Siempre tengo en mi cabeza esa genial secuencia de Deconstructing Harry (Woody Allen, 1997) en la que un simpático demonio interpretado por Billy Crystal da consejos a Harry / Allen cuando este último desciende a los infiernos a rescatar a su amada. En uno de los ingeniosos diálogos de Allen, el Demonio suelta esta frase: “Esto (la vida) es como Las Vegas. Tú estás arriba, tú estás abajo… pero al final la casa siempre gana. No significa que no te hayas divertido.” (It’s like Vegas. You’re up, you’re down… but in the end, the house always wins. Doesn’t mean you didn’t have fun)
Aquí la secuencia completa:

Más oscuro, tenemos al Coronel Kurtz de Apocalypse Now (F. F. Coppola, 1979), profundamente afectado y con su famoso estertor final “el horror… el horror…”. Aunque en esta película (anti) bélica todo tiene alusiones infernales.

Pero sin duda, una de las criaturas infernales más inquietantes, es ese Charlie genialmente interpretado por John Goodman en Barton Fink (Joel y Ethan Cohen, 1991), un gran filme por cierto.
Trailer (es el que encontré)

Obviamente el cine está plagado de interesantes representaciones de demonios y otros personajes oscuros.

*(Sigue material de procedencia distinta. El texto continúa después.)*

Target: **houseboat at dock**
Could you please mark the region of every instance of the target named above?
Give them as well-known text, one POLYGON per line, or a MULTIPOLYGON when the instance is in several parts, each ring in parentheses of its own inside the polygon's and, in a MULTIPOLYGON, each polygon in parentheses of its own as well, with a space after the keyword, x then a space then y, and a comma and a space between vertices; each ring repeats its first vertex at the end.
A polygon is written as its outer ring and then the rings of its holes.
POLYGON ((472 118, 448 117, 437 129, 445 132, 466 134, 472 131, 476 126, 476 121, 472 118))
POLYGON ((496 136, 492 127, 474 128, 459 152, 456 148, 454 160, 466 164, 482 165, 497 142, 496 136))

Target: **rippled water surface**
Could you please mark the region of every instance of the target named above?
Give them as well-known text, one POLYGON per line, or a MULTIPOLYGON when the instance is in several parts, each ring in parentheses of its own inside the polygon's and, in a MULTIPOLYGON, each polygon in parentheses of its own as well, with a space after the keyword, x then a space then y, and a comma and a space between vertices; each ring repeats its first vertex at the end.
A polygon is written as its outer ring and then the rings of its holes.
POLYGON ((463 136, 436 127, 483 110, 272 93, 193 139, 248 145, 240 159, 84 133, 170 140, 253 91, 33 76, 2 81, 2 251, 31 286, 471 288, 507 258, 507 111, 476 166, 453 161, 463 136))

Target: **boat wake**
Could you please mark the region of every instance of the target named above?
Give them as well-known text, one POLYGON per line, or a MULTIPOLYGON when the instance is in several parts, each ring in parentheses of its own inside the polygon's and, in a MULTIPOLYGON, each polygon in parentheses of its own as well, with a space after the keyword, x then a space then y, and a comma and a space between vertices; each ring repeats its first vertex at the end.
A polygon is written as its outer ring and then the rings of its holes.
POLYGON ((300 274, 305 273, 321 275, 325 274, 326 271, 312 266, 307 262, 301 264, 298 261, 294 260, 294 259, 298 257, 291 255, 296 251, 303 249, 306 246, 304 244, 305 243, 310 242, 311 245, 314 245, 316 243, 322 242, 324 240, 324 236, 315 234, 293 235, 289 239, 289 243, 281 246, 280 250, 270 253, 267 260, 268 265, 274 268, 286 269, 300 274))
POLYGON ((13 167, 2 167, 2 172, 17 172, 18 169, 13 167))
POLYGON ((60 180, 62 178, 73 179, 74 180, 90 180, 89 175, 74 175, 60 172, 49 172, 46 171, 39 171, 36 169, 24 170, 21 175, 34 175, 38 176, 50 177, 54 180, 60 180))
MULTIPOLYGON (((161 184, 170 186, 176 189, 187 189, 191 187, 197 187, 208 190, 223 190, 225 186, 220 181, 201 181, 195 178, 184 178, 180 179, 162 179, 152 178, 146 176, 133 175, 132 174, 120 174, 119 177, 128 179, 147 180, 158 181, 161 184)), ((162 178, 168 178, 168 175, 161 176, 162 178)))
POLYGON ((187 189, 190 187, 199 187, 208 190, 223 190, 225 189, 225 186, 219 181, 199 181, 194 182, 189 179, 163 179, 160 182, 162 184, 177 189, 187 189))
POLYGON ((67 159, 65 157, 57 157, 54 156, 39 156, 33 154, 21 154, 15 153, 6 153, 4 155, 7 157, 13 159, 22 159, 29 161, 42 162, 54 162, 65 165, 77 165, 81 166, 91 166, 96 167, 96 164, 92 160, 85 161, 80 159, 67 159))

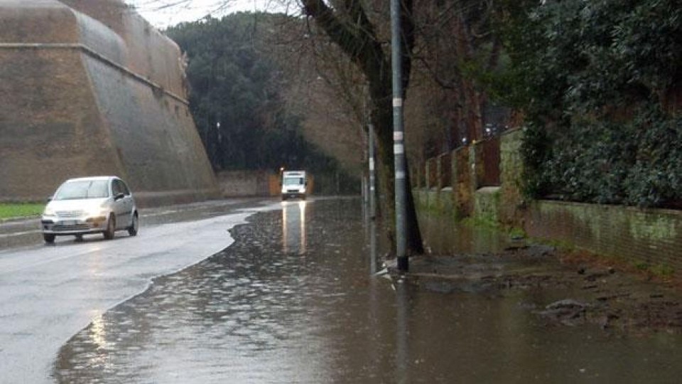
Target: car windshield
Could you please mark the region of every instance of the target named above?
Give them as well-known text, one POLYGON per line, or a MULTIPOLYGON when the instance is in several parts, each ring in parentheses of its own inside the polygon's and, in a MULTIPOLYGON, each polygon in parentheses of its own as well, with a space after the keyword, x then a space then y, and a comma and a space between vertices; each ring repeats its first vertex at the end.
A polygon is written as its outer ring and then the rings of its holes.
POLYGON ((100 198, 109 197, 107 180, 82 180, 69 181, 60 187, 54 200, 77 198, 100 198))
POLYGON ((303 183, 303 178, 302 177, 285 177, 284 178, 284 185, 285 186, 301 186, 303 183))

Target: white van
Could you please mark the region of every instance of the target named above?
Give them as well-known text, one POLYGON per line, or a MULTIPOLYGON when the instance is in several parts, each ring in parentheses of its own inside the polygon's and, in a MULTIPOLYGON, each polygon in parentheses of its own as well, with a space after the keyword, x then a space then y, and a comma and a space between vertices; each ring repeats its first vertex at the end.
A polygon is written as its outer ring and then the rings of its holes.
POLYGON ((282 200, 290 198, 305 199, 308 180, 305 171, 284 171, 282 172, 282 200))

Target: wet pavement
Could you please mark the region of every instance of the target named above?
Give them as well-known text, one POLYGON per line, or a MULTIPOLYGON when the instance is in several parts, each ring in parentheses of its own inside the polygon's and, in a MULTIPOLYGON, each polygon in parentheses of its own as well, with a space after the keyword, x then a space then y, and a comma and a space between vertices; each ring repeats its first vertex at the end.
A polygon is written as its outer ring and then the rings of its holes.
MULTIPOLYGON (((548 326, 529 310, 560 297, 561 287, 504 294, 439 291, 409 284, 409 277, 371 275, 377 270, 371 256, 385 250, 371 252, 373 228, 362 216, 353 199, 288 201, 281 210, 256 213, 231 230, 235 241, 226 250, 154 279, 144 292, 95 316, 61 347, 53 378, 678 381, 678 335, 548 326)), ((506 247, 494 235, 481 235, 482 241, 475 235, 458 246, 477 252, 506 247)))
POLYGON ((143 216, 136 237, 119 232, 113 240, 93 235, 82 242, 64 237, 54 245, 40 240, 0 250, 0 383, 53 382, 55 356, 72 336, 144 292, 153 277, 224 249, 232 242, 228 228, 274 203, 279 207, 271 200, 251 202, 246 211, 232 202, 164 208, 158 215, 164 220, 143 216), (226 206, 232 209, 207 213, 218 210, 209 207, 226 206), (166 219, 172 223, 163 223, 166 219))

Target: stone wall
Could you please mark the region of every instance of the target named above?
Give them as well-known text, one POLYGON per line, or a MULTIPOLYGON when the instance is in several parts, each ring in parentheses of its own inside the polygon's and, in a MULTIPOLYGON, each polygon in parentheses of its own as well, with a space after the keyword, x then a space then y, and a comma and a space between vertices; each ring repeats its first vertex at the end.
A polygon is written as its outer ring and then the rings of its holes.
POLYGON ((682 272, 682 212, 678 210, 541 201, 526 210, 524 228, 531 237, 682 272))
MULTIPOLYGON (((432 188, 414 191, 417 209, 424 214, 469 217, 520 228, 531 238, 556 241, 651 270, 682 273, 682 211, 526 201, 521 190, 522 141, 520 129, 500 137, 499 187, 477 188, 472 170, 482 166, 478 151, 475 147, 470 150, 472 146, 456 149, 450 170, 455 185, 439 188, 443 184, 432 174, 428 181, 432 188)), ((427 161, 428 166, 434 166, 437 159, 427 161)), ((428 175, 429 170, 423 174, 428 175)))
POLYGON ((0 200, 102 174, 143 205, 217 196, 180 63, 119 0, 0 3, 0 200))
POLYGON ((279 178, 267 171, 223 171, 216 176, 224 197, 271 196, 280 193, 279 178))

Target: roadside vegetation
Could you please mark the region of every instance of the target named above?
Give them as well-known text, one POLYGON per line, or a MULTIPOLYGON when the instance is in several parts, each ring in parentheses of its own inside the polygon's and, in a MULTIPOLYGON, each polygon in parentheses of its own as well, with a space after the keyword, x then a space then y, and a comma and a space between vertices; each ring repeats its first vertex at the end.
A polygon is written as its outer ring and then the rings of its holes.
POLYGON ((45 204, 36 203, 0 203, 0 220, 37 216, 43 208, 45 204))

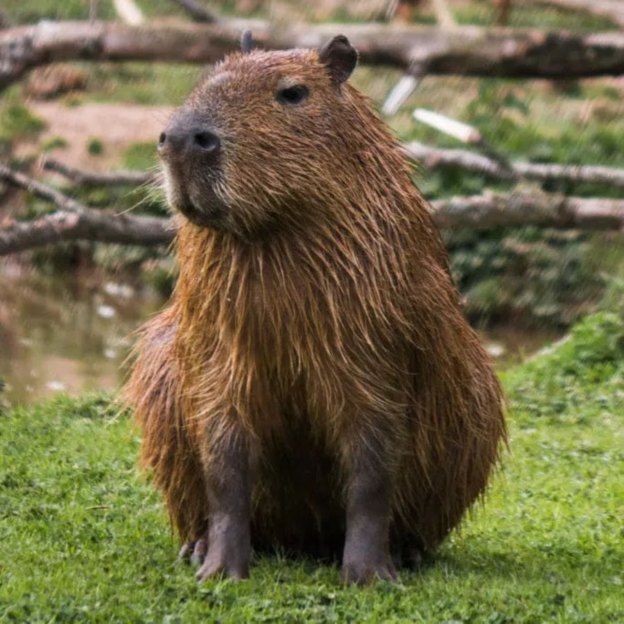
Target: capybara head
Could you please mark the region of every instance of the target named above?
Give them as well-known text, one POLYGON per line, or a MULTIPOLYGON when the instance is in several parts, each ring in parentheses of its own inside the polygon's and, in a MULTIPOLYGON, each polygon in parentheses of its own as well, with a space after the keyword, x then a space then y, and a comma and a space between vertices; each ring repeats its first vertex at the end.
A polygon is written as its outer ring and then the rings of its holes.
POLYGON ((251 50, 216 64, 160 136, 169 203, 243 238, 335 205, 370 141, 356 121, 370 114, 364 98, 345 84, 356 62, 338 36, 320 51, 251 50))

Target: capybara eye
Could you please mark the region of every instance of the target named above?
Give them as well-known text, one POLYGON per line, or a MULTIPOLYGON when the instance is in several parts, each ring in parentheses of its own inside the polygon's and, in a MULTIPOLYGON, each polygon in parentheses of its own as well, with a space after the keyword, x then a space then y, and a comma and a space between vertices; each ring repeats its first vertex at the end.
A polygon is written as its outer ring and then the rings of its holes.
POLYGON ((303 85, 287 87, 277 92, 277 101, 281 104, 300 104, 308 96, 308 87, 303 85))

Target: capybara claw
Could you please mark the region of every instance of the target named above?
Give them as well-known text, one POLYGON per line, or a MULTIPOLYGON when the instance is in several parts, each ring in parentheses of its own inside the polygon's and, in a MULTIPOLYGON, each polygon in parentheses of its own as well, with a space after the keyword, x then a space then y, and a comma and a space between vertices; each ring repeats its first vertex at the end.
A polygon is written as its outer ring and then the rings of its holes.
POLYGON ((219 575, 227 577, 232 580, 241 580, 249 578, 249 569, 244 565, 227 565, 223 561, 211 557, 209 555, 206 557, 204 564, 195 575, 198 582, 200 583, 219 575))
POLYGON ((208 545, 203 537, 199 539, 191 539, 186 542, 177 553, 179 559, 189 561, 194 566, 200 566, 204 562, 208 545))
POLYGON ((343 565, 343 582, 356 585, 367 585, 376 580, 396 581, 398 577, 395 566, 390 563, 352 563, 343 565))

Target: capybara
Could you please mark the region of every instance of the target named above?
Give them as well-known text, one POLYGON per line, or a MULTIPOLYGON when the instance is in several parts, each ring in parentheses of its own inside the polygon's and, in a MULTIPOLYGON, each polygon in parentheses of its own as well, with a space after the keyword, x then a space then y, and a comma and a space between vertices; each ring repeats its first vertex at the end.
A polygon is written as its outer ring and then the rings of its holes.
POLYGON ((348 40, 248 48, 160 136, 180 272, 125 389, 142 460, 200 580, 252 546, 394 579, 483 492, 501 390, 348 40))

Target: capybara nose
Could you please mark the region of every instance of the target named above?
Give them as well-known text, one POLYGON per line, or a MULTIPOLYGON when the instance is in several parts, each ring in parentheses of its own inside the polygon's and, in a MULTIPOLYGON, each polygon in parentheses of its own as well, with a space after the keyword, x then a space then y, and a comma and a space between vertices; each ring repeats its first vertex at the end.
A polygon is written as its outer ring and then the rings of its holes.
POLYGON ((158 138, 158 153, 161 156, 182 156, 183 154, 216 155, 220 150, 221 139, 212 129, 173 123, 158 138))

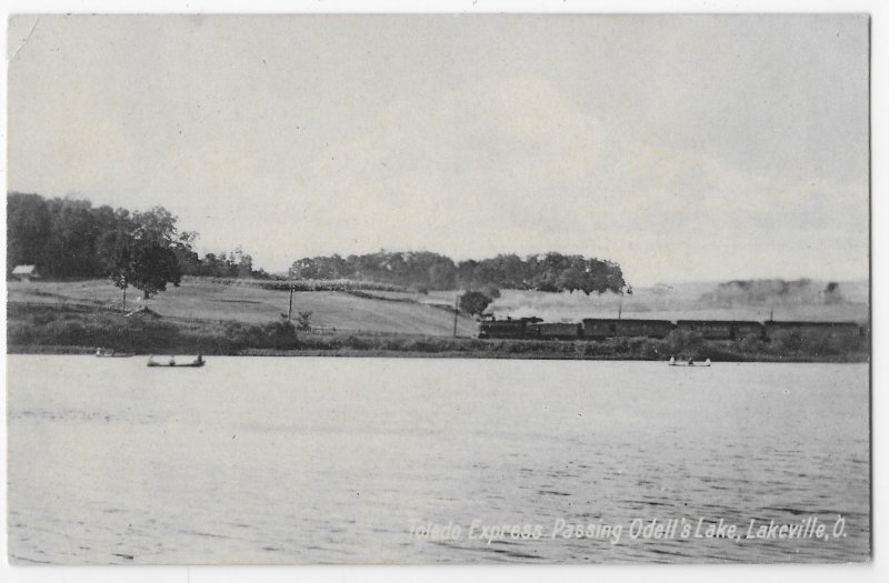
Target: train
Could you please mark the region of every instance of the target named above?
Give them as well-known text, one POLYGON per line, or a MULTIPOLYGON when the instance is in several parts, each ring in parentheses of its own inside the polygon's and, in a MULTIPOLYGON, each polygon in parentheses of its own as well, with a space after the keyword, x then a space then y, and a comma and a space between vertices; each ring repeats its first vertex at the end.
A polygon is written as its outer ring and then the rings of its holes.
POLYGON ((480 339, 516 340, 608 340, 612 338, 665 339, 673 330, 697 332, 705 340, 771 341, 779 331, 819 333, 842 336, 865 335, 856 322, 745 321, 745 320, 642 320, 631 318, 587 318, 575 322, 545 322, 540 318, 492 318, 479 322, 480 339))

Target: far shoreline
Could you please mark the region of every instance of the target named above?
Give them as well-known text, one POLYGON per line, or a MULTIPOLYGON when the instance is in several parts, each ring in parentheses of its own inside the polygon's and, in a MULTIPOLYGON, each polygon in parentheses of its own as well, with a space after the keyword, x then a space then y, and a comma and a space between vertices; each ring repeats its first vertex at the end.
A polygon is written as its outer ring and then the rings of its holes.
MULTIPOLYGON (((466 339, 468 340, 468 339, 466 339)), ((202 354, 204 358, 227 356, 227 358, 326 358, 326 359, 439 359, 439 360, 527 360, 527 361, 608 361, 608 362, 668 362, 666 358, 645 358, 641 355, 565 355, 565 354, 516 354, 503 352, 482 352, 482 351, 442 351, 442 352, 421 352, 421 351, 397 351, 397 350, 278 350, 278 349, 247 349, 240 352, 230 353, 208 353, 199 351, 136 351, 131 358, 140 356, 162 356, 170 354, 202 354)), ((48 356, 93 356, 96 349, 91 346, 78 345, 19 345, 9 344, 7 355, 48 355, 48 356)), ((772 354, 750 355, 746 359, 710 359, 712 363, 736 364, 736 363, 770 363, 770 364, 870 364, 870 356, 853 358, 856 355, 832 355, 832 356, 805 356, 788 355, 778 356, 772 354), (850 358, 852 356, 852 358, 850 358)), ((695 359, 698 361, 698 359, 695 359)), ((706 359, 700 359, 703 362, 706 359)))

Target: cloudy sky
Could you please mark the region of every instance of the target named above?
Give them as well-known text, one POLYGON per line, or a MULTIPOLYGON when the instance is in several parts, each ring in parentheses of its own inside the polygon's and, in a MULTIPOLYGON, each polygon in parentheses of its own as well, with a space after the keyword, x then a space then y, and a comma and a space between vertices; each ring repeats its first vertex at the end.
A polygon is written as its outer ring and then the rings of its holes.
POLYGON ((868 274, 862 16, 13 17, 11 191, 201 251, 868 274))

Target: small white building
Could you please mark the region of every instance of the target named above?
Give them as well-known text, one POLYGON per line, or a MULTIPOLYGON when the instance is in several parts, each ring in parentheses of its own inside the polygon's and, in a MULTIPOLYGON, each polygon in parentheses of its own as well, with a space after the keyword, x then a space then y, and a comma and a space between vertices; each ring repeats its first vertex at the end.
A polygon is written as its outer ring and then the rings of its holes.
POLYGON ((40 273, 37 272, 37 265, 16 265, 12 277, 19 281, 31 281, 40 279, 40 273))

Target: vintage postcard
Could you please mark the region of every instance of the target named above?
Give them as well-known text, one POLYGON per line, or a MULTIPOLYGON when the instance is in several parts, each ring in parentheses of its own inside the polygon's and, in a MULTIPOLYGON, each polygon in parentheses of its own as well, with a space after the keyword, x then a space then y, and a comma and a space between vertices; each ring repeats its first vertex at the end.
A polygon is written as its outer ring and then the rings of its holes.
POLYGON ((12 16, 9 562, 869 561, 869 34, 12 16))

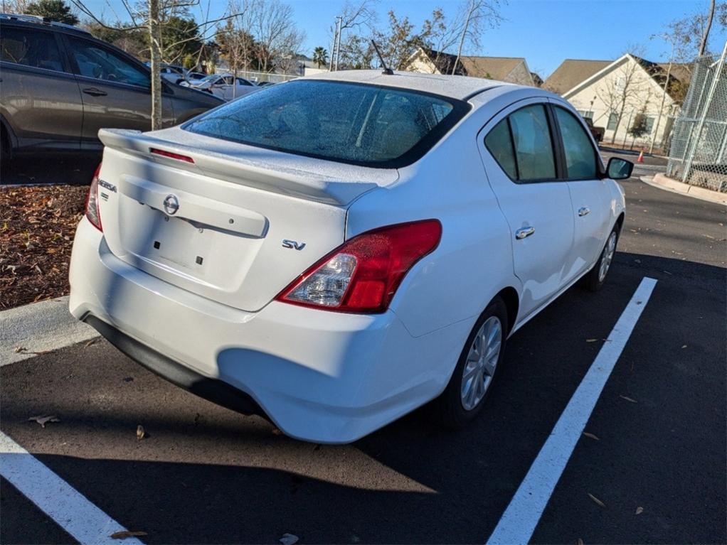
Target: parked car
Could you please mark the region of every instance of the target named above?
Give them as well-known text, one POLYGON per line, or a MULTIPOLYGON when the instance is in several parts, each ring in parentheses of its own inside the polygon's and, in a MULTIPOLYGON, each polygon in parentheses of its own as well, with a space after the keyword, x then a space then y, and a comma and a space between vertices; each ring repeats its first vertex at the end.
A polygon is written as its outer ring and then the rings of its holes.
POLYGON ((232 74, 212 74, 198 81, 183 82, 181 84, 206 91, 223 100, 232 100, 260 89, 249 79, 236 78, 232 74))
POLYGON ((606 134, 606 129, 602 126, 595 126, 593 125, 593 120, 590 117, 583 118, 583 121, 586 122, 586 125, 588 126, 588 130, 591 132, 591 134, 593 135, 593 139, 596 142, 603 142, 603 135, 606 134))
MULTIPOLYGON (((185 79, 188 81, 194 83, 196 81, 200 81, 206 77, 207 75, 203 74, 201 72, 188 72, 185 79)), ((181 81, 180 83, 181 83, 181 81)))
POLYGON ((71 312, 176 384, 325 443, 432 400, 449 426, 474 419, 507 338, 579 280, 603 284, 614 180, 633 167, 604 168, 542 89, 378 70, 100 138, 71 312))
MULTIPOLYGON (((146 63, 147 66, 149 63, 146 63)), ((187 70, 176 65, 163 64, 159 68, 161 77, 173 84, 179 84, 187 79, 187 70)))
MULTIPOLYGON (((151 126, 148 68, 79 28, 0 15, 0 70, 4 156, 100 149, 102 127, 151 126)), ((163 83, 165 126, 221 103, 207 93, 163 83)))

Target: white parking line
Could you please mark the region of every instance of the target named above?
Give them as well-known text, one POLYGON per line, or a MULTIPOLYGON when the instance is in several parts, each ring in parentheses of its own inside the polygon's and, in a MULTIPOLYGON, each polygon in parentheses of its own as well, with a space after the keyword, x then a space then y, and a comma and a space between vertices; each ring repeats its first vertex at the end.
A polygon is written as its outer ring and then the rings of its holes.
MULTIPOLYGON (((1 432, 0 475, 81 545, 119 545, 119 540, 110 536, 126 528, 1 432)), ((141 544, 136 538, 123 543, 141 544)))
POLYGON ((558 419, 495 527, 488 545, 526 544, 626 346, 656 280, 645 277, 558 419))

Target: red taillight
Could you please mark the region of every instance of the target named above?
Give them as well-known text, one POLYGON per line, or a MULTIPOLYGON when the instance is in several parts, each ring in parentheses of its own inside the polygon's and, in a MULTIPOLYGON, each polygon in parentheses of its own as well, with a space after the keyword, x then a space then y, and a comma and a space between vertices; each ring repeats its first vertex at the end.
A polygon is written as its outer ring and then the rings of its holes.
POLYGON ((101 164, 99 163, 93 178, 91 179, 91 187, 89 187, 89 194, 86 197, 86 217, 95 227, 103 233, 101 212, 98 209, 98 173, 100 170, 101 164))
POLYGON ((441 238, 436 219, 376 229, 346 241, 286 288, 278 301, 345 312, 382 312, 414 265, 441 238))
POLYGON ((174 153, 172 151, 164 151, 164 150, 158 150, 156 148, 150 148, 150 153, 154 153, 155 155, 161 156, 162 157, 169 157, 170 159, 177 159, 177 161, 183 161, 186 163, 194 163, 194 159, 188 156, 182 156, 179 153, 174 153))

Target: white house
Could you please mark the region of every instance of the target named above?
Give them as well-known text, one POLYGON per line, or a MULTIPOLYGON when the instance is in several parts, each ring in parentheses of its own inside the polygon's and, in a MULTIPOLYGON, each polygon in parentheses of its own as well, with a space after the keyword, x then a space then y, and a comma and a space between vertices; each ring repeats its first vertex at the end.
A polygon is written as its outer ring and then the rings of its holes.
MULTIPOLYGON (((427 74, 451 74, 457 55, 433 49, 419 49, 409 60, 406 70, 427 74)), ((537 86, 534 74, 521 57, 473 57, 462 55, 454 73, 537 86)), ((539 80, 539 78, 538 78, 539 80)))
POLYGON ((683 65, 670 69, 668 65, 627 53, 614 61, 567 59, 543 87, 563 96, 594 126, 604 127, 605 143, 651 148, 653 142, 662 148, 671 132, 688 76, 683 65), (630 130, 639 114, 645 121, 646 134, 634 138, 630 130))

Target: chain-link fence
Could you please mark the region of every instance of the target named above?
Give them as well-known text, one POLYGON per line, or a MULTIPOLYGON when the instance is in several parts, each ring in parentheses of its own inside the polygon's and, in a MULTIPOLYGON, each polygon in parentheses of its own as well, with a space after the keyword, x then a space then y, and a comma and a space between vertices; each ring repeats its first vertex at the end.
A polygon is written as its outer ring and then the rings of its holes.
POLYGON ((667 176, 727 193, 727 44, 722 54, 694 61, 674 122, 667 176))

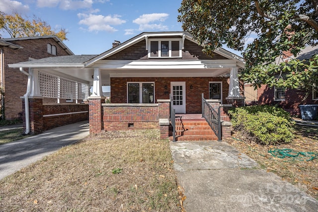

Polansky, Lynch, Trier… tienen sus personales visiones del Mal, y darían para un ensayo bastante extenso.

Por favor, firme aquí con una gota de su sangre

Volviendo a los Cohen, el protagonista, Barton Fink presenta una obra en Broadway que se convierte en un gran éxito. Este hecho hace que un estudio de Hollywood se interese en él para que escriba una película de luchadores. Pero Fink tiene un bloqueo mental agravado por el comportamiento de un vecino de habitación muy extraño.
Esto se convierte literalmente en un infierno para Fink, que además se ve envuelto en una muerte. Recomiendo volver a ver esta película, en la que no defrauda, como siempre, el ácido y afinado sentido de humor de los Cohen para contar sus historias.

La vida y Lucifer

Si una cosa tienen en común los ejemplos mencionados, es la sabiduría que desprenden estos demonios; como dice el dicho popular, seguramente sabrán más por viejos, y carecen de moral porque entienden perfectamente el lugar que les toca ocupar en el orden de las cosas. Si prestamos atención, todos dan algún tipo de lección y/o enseñanza sincera a los protagonistas de cada una de las películas; además de que estos últimos, dicho sea de paso, están luchando internamente entre ser o no ser como ellos. ¿En qué momento lo que hacemos pasa a ser malo? El punto de vista es importante, ya que cada ser tiene sus propios parámetros de lo que es razonable según las circunstancias.

Los artistas reflexionan sobre las tentaciones a las que nos enfrentamos a diario. Estas tentaciones que nos conducen generalmente a falsos paraísos, funcionan en todos los niveles de nuestra vida, desde lo personal hasta lo profesional. Cada vez que firmamos un papel: contrato, crédito, etc. comerciamos un poco con nuestra alma… El capitalismo tiene una técnica depurada y eficiente para abducirnos. Podemos quedar hundidos en el más profundo de los arenales por el simple hecho de tomar algunas decisiones equivocadas. Y la parte que juegan algunos políticos en este juego de la vida, es fundamental. Hoy en día se practica mucho eso de repetir una mentira hasta que todo el mundo crea que es una verdad…

A Fausto lo salvó el amor, algo a lo que también nos podemos entregar en cuerpo y alma, y que nos ayuda a enfrentar la parte oscura que existe en la humanidad (y a veces la propia). Por fortuna nadie nos quitará el placer de disfrutar del arte, de estas mentes lúcidas que ven más allá de las formas y de los discursos superficiales.
Esperemos no acabar en un paraíso ficticio como Barton Fink.